Five hundred years after the birth of Christ, the last Vandal ruler in North Africa consults an oracle on how to defeat the invading Byzantine army. The oracle reveals that a curse was placed on the Vandals after a sacred scroll was stolen.

To lift the curse and prevail against the Byzantines, the scroll must be returned. But the Vandals are defeated before the scroll is found, and the search now falls to modern-day husband-and-wife treasure hunters Sam and Remi Fargo, who are currently funding an archaeological dig in Tunisia to locate the ancient artifact.

The dig is interrupted, however, when a shipment of supplies for their charitable school for girls in Nigeria is hijacked. Sam and Remi leave Tunisia and quickly find themselves in dangerous territory as they battle robbers and kidnappers who threaten the safety of the schoolgirls and everyone else involved in the project.

The Oracle is the 11th adventure thriller in the Fargo series published under the Clive Cussler name. For co-author Robin Burcell, it’s her fourth collaboration in the series.

Readers unfamiliar with Clive Cussler should know that he’s the front man for a thriller empire rivaling the highly successful Tom Clancy and James Patterson franchises. Cussler’s Dirk Pitt novels lead the way, closely followed by his NUMA Files, Oregon Files, and Isaac Bell Adventures.

Cussler’s co-authors are expected to write stories that adhere to the conventions and frameworks of their respective series, so that readers know what to expect each time out. It’s a formula that usually produces very entertaining thrillers.

The novels generally open with an ancient mystery, teasing the reader with a fantastic treasure hidden out there somewhere waiting to be found, and follow up with Sam and Remi gearing up their organization to get out there and discover it.

Spartan Gold, for example, the first in the Fargo series, begins with Napoleon Bonaparte stumbling across an incredible ancient Persian treasure while traversing the Alps. The thriller is then constructed around a series of wine bottles curated by Napoleon to provide clues to the location of the hoard. As Sam and Remi find each bottle, they inch closer to the discovery of a lifetime.

The Oracle, however, abandons this highly effective quest motif as an underlying structure. While it teases us up front with the priceless Vandal scroll, the vast majority of the novel focuses on their battle with lawless renegades threatening their charity school in Nigeria, and as a result the book is more an episodic mystery than a thriller as the Fargos skirmish with the bad guys and try to figure out if they have a rotten apple within their team.

It’s a good story, overall. Sam and Remi are likeable as co-protagonists. They get along well, their skills complement each other in the treasure-hunting and bad-guy-whacking adventures that give their lives meaning, and readers can trust them to deliver the goods in the end.
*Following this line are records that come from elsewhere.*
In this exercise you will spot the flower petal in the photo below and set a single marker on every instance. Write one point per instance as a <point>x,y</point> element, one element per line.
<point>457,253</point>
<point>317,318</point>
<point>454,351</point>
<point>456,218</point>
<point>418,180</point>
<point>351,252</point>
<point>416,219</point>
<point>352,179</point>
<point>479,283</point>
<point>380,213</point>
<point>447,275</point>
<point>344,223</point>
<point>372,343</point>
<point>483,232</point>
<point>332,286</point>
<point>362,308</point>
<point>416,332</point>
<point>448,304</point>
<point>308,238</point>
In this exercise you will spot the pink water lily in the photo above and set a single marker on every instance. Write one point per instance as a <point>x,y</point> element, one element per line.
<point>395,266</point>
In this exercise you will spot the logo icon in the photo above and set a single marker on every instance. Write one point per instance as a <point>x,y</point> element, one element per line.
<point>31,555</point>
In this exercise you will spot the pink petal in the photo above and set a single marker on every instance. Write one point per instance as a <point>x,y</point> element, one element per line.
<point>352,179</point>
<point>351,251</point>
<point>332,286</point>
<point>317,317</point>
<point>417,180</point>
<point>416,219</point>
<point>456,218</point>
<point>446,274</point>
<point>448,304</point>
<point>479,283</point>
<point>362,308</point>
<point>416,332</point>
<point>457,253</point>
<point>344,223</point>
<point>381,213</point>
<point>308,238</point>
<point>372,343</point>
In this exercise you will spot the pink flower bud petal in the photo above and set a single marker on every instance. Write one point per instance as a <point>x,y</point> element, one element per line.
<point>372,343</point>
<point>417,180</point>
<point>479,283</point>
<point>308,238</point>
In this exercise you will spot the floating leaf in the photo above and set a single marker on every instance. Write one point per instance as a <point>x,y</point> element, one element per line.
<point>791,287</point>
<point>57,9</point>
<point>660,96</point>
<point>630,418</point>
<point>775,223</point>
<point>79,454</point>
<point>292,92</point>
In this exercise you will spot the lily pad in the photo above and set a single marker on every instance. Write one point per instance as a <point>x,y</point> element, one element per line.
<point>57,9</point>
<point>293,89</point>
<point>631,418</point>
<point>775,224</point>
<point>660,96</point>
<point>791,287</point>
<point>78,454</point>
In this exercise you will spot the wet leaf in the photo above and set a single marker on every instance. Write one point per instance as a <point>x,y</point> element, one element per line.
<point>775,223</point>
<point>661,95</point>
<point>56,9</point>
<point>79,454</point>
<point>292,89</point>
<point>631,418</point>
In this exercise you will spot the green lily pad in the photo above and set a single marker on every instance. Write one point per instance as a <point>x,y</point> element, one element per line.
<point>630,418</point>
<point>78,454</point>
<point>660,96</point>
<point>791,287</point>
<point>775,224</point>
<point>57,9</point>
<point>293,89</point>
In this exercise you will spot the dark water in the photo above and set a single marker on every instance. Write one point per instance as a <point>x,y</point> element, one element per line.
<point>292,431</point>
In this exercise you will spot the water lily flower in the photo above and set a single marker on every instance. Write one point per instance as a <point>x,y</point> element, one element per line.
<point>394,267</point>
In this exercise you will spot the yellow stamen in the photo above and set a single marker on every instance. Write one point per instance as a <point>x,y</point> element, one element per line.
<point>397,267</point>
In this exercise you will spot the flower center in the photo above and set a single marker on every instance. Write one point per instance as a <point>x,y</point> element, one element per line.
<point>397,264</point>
Additionally, Burcell does a good job keeping things moving along without digressions into lengthy analyses of the political and social situation in Nigeria. Boka Haram lurks in the wings, and the constant threat of kidnapping for ransom, such a serious problem in the real world, helps the novel maintain a good level of suspense without interfering with the constantly moving machinery of the plot.

The only problem is that the Vandal stuff in Tunisia, the scroll and the curse, is superseded in the middle 80% of the book by the constant battles fought by the Fargos with the bands of bad guys in Nigeria who threaten their school. At some point we stop thinking about the treasure and focus instead on the safety of the girls and the identity of the turncoat within the team. The quest peters off into the distant background.

The Oracle is good entertainment, and the attention it pays to the need for proper schools for girls in Nigeria is important. As a quest for treasure, however, it falls short. Grafting two completely separate storylines together into one novel seldom makes for a successful thriller, and this particular installation of the Fargo series unfortunately falls victim to that pitfall.